Die Währungshüter um Fed-Chef Jerome Powell haben den Leitzins gestern Abend in einer einstimmigen Entscheidung in der Spanne von 4,25 bis 4,50 Prozent belassen. Das klingt erst einmal wenig spannend. Doch in diesem Nichtstun der US-Notenbank liegt eine wichtige Botschaft.

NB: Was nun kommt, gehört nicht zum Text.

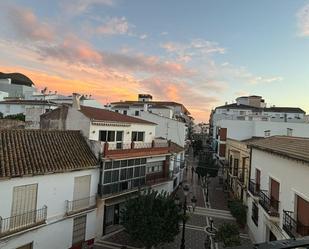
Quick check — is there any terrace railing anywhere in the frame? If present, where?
[0,206,47,237]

Der Elefant im Raum heißt Trump
Denn der große Elefant im Raum war auch bei diesem Zinsentscheid Donald Trump. Der US-Präsident hatte Powell zuletzt häufig verbal attackiert; erst vor wenigen Tagen drängte er den Fed-Chef erneut, die Zinsen zu senken. Das zögerliche Vorgehen der Fed ist dem selbsternannten "Niedrigzinstyp" Trump ("low interest guy") ein Dorn im Auge, hatte er doch noch im Wahlkampf Zinssenkungen versprochen, "wie Sie sie noch nie zuvor gesehen haben".
Auf der Pressekonferenz zeigte sich Powell dann "sichtlich bemüht, keinerlei Aussagen zu treffen, die ihm weitere Kritik einbringen könnte", wie Commerzbank-Devisenexperte Michael Pfister betont. "Lediglich einmal rutschte er aus seiner Rolle, als er darauf hinwies, dass die Fed der Fiskalpolitik keine Tipps zu geben hat, wie sie das Defizit reduziert, ähnlich wie sich die Geldpolitik auch keine Ratschläge aus der Fiskalpolitik erhofft."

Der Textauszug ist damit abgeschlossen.